Impermanence

A number of years ago Yogi, my Sharpie-mix, died of an incurable kidney disease, then another dog I adopted died of another incurable disease a year later. Most recently, a college died from an aggressive brain tumor. I too am of the age when I am closer to the end of my life than I’ve ever been. Aging requires acceptance, over and over. So does youth, but it’s easier and even applauded to resist acceptance in youth. That is also why being young is difficult.

Now what? The sand is shifting beneath my feet. What some refer to as “ego”—-my conditioned self—- wants to suffer and cling to stories of regret and loss. My ego is the holder of memories. Its memories are vivid. It constructed its identity from messages heard in childhood and sometimes asserts itself in my adulthood. This ego/identity needs people, places, and things as it wants them, or it suffers. Since life is seldom as I want it to be, my ego has had plenty of opportunities to suffer. 
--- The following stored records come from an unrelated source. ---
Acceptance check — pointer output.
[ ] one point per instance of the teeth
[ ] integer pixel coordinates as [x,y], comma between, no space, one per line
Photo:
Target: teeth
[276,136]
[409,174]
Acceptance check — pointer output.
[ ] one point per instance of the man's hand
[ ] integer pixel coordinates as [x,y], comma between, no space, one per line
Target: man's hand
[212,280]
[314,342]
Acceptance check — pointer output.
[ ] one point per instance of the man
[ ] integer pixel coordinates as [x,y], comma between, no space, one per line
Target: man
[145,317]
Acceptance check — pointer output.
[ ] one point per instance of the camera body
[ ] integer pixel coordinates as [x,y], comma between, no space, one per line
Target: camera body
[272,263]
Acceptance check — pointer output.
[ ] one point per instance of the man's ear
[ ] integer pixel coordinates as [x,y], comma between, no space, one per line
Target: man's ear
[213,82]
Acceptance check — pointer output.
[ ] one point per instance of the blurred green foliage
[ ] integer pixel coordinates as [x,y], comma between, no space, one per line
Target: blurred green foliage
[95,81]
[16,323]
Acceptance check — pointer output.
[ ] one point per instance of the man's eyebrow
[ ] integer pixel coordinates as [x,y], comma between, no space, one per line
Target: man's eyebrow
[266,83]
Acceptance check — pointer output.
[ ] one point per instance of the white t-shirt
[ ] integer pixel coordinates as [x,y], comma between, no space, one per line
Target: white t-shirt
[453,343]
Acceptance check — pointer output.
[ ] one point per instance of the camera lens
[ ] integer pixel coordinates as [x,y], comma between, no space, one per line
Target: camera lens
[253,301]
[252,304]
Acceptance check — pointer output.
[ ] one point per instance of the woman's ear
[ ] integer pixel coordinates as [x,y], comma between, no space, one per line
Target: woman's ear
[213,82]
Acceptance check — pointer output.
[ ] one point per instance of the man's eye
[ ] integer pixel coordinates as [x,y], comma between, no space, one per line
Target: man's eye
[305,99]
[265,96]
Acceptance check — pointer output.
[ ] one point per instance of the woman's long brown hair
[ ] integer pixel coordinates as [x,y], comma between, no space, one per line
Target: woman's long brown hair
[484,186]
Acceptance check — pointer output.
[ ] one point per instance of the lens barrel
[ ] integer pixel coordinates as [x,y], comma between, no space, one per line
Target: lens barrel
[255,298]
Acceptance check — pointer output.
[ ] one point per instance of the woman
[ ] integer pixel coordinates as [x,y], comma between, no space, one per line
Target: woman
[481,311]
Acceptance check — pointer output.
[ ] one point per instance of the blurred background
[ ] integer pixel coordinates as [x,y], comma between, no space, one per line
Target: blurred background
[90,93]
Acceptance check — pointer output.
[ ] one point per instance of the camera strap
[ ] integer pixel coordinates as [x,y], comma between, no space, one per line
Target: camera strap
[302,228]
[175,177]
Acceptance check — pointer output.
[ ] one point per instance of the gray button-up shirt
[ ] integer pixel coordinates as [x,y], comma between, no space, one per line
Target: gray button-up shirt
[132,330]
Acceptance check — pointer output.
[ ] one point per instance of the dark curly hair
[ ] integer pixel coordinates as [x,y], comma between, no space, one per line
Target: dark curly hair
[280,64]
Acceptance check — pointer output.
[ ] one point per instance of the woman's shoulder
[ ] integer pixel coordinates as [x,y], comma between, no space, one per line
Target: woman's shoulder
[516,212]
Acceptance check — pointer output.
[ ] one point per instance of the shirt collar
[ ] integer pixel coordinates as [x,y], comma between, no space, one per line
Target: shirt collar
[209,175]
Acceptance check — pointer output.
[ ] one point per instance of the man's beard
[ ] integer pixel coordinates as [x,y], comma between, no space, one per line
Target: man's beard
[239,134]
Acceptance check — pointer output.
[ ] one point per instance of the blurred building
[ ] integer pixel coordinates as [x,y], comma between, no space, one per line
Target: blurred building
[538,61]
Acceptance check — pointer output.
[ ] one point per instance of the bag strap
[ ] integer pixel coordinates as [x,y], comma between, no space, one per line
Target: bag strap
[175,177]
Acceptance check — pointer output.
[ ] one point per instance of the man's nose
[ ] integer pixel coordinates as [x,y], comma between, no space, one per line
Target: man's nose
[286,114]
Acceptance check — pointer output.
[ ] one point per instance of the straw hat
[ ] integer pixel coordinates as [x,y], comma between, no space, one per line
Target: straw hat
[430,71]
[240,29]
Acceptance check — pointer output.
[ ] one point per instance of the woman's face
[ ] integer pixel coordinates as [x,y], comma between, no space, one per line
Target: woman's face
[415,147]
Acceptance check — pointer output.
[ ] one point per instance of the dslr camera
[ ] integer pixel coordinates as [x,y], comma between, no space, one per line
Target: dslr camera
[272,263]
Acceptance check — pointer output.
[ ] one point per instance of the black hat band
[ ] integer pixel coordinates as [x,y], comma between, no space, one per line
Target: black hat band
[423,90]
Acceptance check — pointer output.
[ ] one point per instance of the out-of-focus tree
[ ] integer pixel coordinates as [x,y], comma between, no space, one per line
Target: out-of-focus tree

I was reading the section in my book (Walks with Yogi)that talked about the time Yogi was diagnosed several years ago. Here is what I wrote:

Yogi may have six months or perhaps several more years to live, but he is dying. I laid down on the bed next to Yogi and listened to a recording of Ram Dass who, with much physical and mental effort, was being interviewed about how he was coping after his stroke. I listened, my hand on Yogi’s warm, smooth belly. Ram Das told the interviewer that his body had a stroke but who he really is did not.

Yogi woke me twice in the middle of the night. He has to pee often now. I stumble down the three flights of stairs and onto the street with him again. This is now. This requires acceptance, not resistance. Because it is now reality. What of it? This is sand shifting as it always does.  

Since my ego lives in the past and future only, when I enter the present moment I finally feel the feelings ego wants to avoid—sorrow, love, compassion. I see what is in front of me, not behind me or in some future. I see Yogi’s patient acceptance of things as they are. I practice emulating his fully present, fully alive example. Yesterday I invited friends, those whom I had told about Yogi illness, to have a picnic dinner with me at the beach. Ego would prefer to spend more time suffering, but the real me chose to live fully, besides, dogs sense and respond to depression and worry. My depression and worry should not be Yogi’s problem.

The sky was overcast and we took shelter behind a large rock resting our backs against its comforting heft. We toasted Yogi. The sun came out for a while before it set and we watched with pleasure. Two dolphins rose and dropped behind the waves in the distance. I became so filled with the beauty of the present moment with the power of being accepting of impermanence that I felt compelled to run down the beach. I know that is what Yogi would have done.